The JVM searches for the packages and classes in .jar file as it does searches in the file system.
Instead of .jar file you can also use a .zip file created by any popular software like winzip, winrar etc. Jar files can be created using jar utility that is part of JDK. To include the current directory and all the sub-directories below it in a jar file give the following command:

jar -cf myjar.jar *

here, c stands for creating a new .jar file.

         f stands for name of the .jar file.

The above command will create myjar.jar file in the current folder.

Example:

package mypack;

public class MyProg

{ public static void main(String args[])

{ System.out.println("Yes, Its working!");

}

}

To compile the following program give following command:

C:\totest>javac -d . MyProg.java

Here -d is used to create a directory ‘mypack’ in the current folder and put the class file in this folder automatically. When we compile the program, ‘mypack’ directory is created in the current folder (which is assumed to be c:\totest).

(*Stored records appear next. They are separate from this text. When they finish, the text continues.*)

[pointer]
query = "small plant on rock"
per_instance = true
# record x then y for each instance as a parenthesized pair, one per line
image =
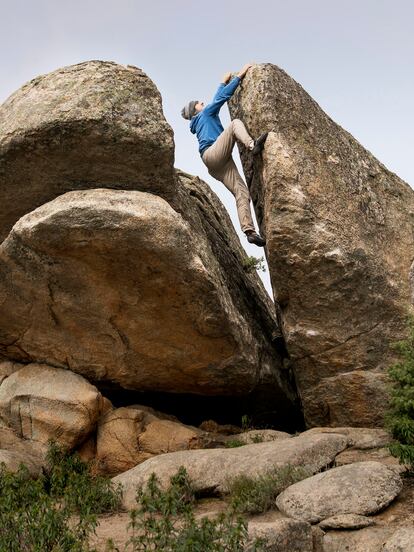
(234, 443)
(165, 520)
(400, 417)
(250, 264)
(55, 512)
(255, 495)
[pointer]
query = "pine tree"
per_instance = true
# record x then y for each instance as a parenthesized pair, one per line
(400, 417)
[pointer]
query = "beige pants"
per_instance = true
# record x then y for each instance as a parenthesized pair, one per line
(221, 166)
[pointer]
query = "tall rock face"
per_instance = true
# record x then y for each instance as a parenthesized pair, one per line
(112, 263)
(94, 124)
(340, 246)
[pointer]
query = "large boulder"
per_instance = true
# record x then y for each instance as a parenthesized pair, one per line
(211, 470)
(359, 488)
(40, 403)
(117, 286)
(340, 241)
(127, 436)
(94, 124)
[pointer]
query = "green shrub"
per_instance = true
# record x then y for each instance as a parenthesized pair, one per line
(250, 264)
(69, 478)
(234, 443)
(165, 520)
(400, 417)
(55, 512)
(255, 495)
(257, 438)
(247, 423)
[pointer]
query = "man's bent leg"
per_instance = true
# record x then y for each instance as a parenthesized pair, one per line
(233, 181)
(219, 153)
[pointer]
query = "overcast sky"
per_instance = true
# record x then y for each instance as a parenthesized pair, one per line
(354, 57)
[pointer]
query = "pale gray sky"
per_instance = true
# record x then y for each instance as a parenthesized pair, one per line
(354, 57)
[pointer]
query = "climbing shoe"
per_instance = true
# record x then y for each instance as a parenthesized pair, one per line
(253, 237)
(259, 144)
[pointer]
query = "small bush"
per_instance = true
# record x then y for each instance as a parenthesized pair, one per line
(250, 264)
(255, 495)
(69, 478)
(234, 443)
(165, 520)
(400, 417)
(57, 511)
(247, 423)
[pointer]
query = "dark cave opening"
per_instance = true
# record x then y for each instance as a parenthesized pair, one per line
(262, 411)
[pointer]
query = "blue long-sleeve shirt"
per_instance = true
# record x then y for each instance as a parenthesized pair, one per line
(206, 124)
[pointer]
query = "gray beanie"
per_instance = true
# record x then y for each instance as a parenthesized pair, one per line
(189, 111)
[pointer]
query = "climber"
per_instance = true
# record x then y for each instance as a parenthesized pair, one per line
(216, 145)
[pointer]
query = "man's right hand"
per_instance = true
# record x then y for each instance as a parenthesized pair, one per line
(244, 70)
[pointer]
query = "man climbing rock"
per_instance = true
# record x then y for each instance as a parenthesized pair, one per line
(216, 146)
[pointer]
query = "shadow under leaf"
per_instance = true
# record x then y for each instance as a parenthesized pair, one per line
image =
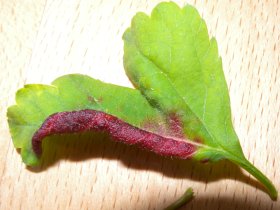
(80, 147)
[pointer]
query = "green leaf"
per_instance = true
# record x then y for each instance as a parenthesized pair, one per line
(74, 92)
(171, 60)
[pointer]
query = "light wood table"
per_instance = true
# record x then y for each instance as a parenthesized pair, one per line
(43, 39)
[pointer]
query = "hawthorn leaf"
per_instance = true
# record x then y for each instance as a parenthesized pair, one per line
(35, 103)
(170, 58)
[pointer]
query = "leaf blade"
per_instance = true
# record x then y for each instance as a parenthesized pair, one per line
(36, 102)
(170, 58)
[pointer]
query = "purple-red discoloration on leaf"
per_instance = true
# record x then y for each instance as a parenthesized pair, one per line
(176, 125)
(91, 120)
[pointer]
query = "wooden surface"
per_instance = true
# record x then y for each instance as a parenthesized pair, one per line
(43, 39)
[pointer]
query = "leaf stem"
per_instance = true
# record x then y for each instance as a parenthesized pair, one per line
(185, 198)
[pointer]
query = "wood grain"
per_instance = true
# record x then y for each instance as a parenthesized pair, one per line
(41, 40)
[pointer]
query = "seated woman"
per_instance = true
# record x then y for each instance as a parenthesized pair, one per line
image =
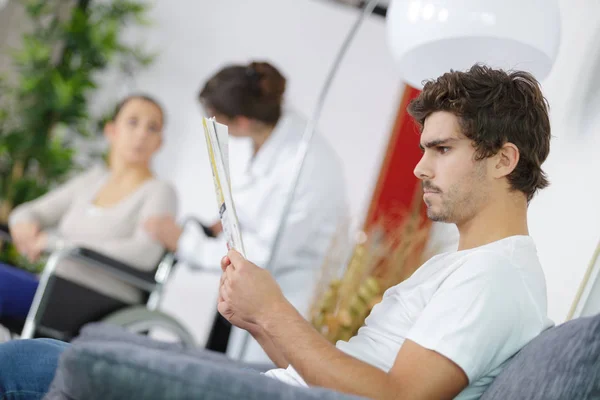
(102, 209)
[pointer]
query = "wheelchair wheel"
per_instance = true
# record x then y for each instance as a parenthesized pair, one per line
(142, 321)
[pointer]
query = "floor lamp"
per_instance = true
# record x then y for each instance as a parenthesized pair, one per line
(430, 37)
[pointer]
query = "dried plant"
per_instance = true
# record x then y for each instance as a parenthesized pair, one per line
(385, 255)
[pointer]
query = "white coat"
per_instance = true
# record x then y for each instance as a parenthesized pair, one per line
(260, 187)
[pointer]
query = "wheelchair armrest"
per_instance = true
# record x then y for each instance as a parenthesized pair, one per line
(5, 233)
(204, 228)
(144, 280)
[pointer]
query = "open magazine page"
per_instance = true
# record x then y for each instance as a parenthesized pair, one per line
(218, 154)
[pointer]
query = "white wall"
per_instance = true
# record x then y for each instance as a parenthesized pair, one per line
(565, 218)
(301, 37)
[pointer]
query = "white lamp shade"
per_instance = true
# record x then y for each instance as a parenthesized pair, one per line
(430, 37)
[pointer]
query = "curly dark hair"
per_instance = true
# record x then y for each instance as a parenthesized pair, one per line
(495, 107)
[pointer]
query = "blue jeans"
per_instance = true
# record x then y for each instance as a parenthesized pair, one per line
(27, 367)
(17, 288)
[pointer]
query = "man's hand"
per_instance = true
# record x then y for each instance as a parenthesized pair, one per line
(24, 236)
(38, 246)
(248, 295)
(165, 230)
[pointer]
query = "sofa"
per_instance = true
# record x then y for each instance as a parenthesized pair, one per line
(108, 363)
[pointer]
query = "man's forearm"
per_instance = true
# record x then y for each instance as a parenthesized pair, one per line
(269, 347)
(318, 361)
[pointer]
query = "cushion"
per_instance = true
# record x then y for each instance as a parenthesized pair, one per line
(109, 363)
(561, 363)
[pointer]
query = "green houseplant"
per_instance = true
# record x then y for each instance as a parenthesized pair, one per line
(44, 103)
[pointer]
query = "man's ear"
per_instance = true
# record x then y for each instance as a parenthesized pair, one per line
(506, 160)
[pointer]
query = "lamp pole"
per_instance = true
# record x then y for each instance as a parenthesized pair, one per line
(306, 139)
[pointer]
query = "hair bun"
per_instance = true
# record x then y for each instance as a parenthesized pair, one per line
(270, 81)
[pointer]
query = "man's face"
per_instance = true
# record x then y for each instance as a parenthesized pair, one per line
(455, 185)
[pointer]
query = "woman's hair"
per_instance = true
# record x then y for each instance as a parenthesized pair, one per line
(144, 97)
(254, 91)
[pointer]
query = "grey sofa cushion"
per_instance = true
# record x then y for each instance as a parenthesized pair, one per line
(108, 363)
(562, 363)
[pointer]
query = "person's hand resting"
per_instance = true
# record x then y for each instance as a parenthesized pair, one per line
(24, 236)
(165, 230)
(249, 297)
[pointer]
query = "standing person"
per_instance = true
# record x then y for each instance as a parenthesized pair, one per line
(249, 100)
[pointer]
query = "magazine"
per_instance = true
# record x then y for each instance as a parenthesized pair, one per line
(218, 154)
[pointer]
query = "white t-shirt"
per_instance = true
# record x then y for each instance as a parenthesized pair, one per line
(477, 307)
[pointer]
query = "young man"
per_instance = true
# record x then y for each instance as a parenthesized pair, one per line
(449, 329)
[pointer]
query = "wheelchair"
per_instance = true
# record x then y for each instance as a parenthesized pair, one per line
(60, 308)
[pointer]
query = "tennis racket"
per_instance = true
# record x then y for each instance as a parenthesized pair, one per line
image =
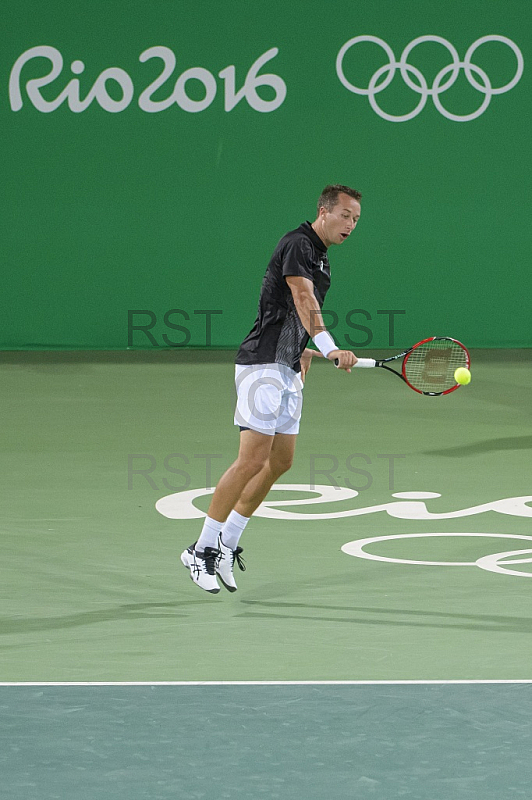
(428, 366)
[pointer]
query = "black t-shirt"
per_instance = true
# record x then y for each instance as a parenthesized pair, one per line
(278, 335)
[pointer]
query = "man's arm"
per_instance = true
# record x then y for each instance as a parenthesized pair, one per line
(309, 313)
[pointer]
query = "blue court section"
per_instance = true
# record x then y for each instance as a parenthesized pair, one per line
(428, 742)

We can run above program in following different ways:

1. Running from the current directory: 

Give the following command from the directory where the package directory is created i.e from folder c:\totest.

java mypack.MyProg

This is because, MyProg file is part of package mypack.

Output:

Yes, Its working!

2. Running using classpath:

Give the following command at the command prompt:

SET CLASSPATH = %CLASSPATH%;C:\totest;

Then give the following command from any directory/folder:

java mypack.MyProg

3. Running by specifying classpath as parameter

Give the following command:

 java –classpath c:\totest mypack.MyProg

4. Running using jar file: Go to C:\totest folder and give the following command:

 jar –cf myjar.jar mypack (or jar -cf myjar.jar mypack)

and then give the following command:

java -classpath c:\totest\myjar.jar mypack.MyProg

After creating the .jar file, you can also set the classpath as follows:

set classpath=%classpath%;c:\totest\myjar.jar

Note: you can use –d option to copy the class file in any desired folder. For example, use the following command to create folder ‘mypack’ in C:\myclasses:

javac –d C:\myclasses MyProg.java

This will create a folder mypack below myclassses, if not already present and put the MyProg.class file in it.